I’ve spent this past week with me, myself, and I. Lots of time throwing paint around, writing in my journal, wondering, dreaming, reading…
I often get completely derailed, practically drooling at the beauty of others and the cool happenings around me. It’s like this noise that gets louder and louder, messier and messier in my head… that puts me into a spin.
It’s great to have creative stimulation, but I think we also need to draw back into ourselves in the end. You can’t be out there experiencing 24/7. Processing time is necessary. I used to say that I’m a homebody, but really I’m an introvert.
I enjoy time with others, but I also need alone time to balance myself out. Sometimes, I might need a whole lot of me time. There are moments, when I just have no interest or energy to be in the company of others. Yes, I’m going to say it. Leave me (the hell) alone.
I strongly believe that it is a valid need and there should be no guilt about it! We should not be ashamed to have those feelings. We should spend time to address them. We all have different wants and needs… so spend some time figuring out what makes you whole.
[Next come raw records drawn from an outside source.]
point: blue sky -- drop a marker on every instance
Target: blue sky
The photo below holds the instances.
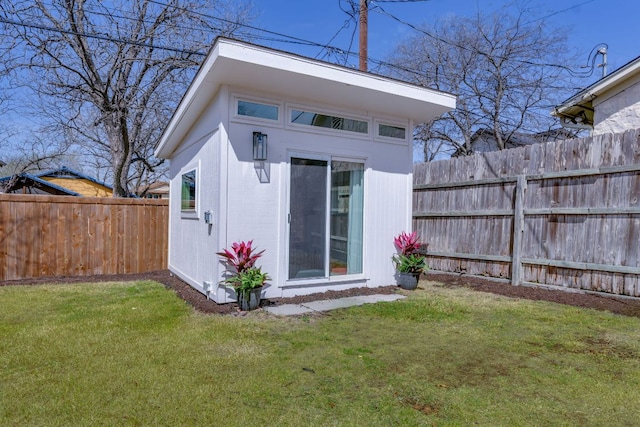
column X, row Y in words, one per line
column 588, row 23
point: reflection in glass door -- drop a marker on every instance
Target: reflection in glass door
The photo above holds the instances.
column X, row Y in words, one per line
column 308, row 218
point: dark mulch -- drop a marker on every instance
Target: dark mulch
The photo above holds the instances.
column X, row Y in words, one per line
column 623, row 306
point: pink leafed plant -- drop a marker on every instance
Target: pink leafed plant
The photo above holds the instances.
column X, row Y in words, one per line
column 241, row 256
column 407, row 243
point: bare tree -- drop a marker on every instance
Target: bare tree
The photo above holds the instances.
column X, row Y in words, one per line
column 506, row 70
column 111, row 72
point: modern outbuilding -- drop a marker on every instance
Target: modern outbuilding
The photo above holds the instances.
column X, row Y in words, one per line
column 310, row 160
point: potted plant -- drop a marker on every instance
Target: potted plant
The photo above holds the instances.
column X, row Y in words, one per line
column 246, row 279
column 408, row 261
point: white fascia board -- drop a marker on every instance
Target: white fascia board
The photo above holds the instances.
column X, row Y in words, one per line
column 600, row 87
column 252, row 67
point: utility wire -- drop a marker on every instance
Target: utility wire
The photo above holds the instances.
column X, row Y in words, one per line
column 463, row 47
column 98, row 36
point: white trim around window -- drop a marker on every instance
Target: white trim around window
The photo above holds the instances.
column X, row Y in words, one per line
column 332, row 123
column 189, row 185
column 392, row 128
column 251, row 109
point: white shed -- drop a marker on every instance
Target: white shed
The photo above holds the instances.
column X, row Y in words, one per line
column 332, row 191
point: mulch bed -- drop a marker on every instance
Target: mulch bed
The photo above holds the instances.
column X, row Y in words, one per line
column 623, row 306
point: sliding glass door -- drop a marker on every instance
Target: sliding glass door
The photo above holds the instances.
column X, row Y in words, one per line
column 326, row 211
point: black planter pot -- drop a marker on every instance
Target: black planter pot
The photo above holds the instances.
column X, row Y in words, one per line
column 408, row 281
column 249, row 300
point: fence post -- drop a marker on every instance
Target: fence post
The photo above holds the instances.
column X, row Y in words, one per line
column 518, row 231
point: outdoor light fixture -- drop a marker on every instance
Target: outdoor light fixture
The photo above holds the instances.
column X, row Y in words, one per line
column 259, row 146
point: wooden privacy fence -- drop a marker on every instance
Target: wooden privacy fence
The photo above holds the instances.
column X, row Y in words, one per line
column 564, row 214
column 46, row 236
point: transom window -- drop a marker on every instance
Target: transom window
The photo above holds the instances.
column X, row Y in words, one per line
column 310, row 118
column 390, row 131
column 256, row 109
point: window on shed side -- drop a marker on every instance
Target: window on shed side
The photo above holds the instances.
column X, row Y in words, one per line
column 256, row 109
column 188, row 200
column 390, row 131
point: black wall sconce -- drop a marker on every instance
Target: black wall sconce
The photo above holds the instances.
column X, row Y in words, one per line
column 259, row 146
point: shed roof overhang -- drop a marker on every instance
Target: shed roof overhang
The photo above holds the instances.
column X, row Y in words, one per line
column 579, row 109
column 252, row 67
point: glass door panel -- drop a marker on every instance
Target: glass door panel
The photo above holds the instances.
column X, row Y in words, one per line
column 308, row 218
column 347, row 215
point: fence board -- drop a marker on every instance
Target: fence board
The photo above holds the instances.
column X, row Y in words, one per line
column 580, row 209
column 48, row 236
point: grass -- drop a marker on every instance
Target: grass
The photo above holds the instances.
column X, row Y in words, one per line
column 134, row 354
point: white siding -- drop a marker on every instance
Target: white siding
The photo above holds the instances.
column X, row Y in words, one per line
column 249, row 199
column 619, row 112
column 193, row 243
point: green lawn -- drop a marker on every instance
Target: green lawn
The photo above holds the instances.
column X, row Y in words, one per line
column 134, row 354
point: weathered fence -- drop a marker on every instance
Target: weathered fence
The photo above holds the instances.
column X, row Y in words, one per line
column 46, row 236
column 563, row 214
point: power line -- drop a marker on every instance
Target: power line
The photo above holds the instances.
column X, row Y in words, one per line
column 98, row 37
column 463, row 47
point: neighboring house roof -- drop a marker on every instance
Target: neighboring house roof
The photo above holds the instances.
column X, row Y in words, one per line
column 31, row 184
column 578, row 111
column 62, row 181
column 158, row 188
column 235, row 63
column 77, row 181
column 484, row 140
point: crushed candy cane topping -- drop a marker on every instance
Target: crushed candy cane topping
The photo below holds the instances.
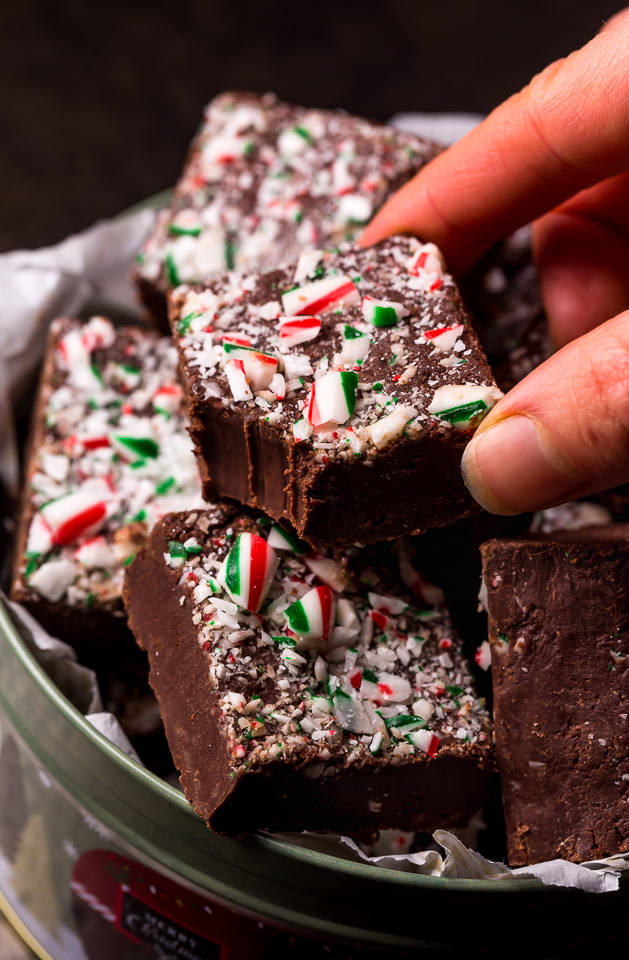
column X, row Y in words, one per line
column 336, row 673
column 266, row 179
column 366, row 353
column 112, row 457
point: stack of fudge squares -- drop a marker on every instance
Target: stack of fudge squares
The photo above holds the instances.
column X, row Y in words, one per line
column 255, row 490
I actually just ordered some more books today, even though I shouldn’t be spending. Why? Because it’s an investment… in me.
Have you taken yourself out on a date? Or take yourself in for a nice movie? Or an imagination adventure inside a book? Or flow time in your art journal? I’ve realized how important it is to give myself ample alone time. For peace. For rest. For sanity.
You always hear people talking about the importance of spending time with family and friends. Why do we forget to spend time with ourselves?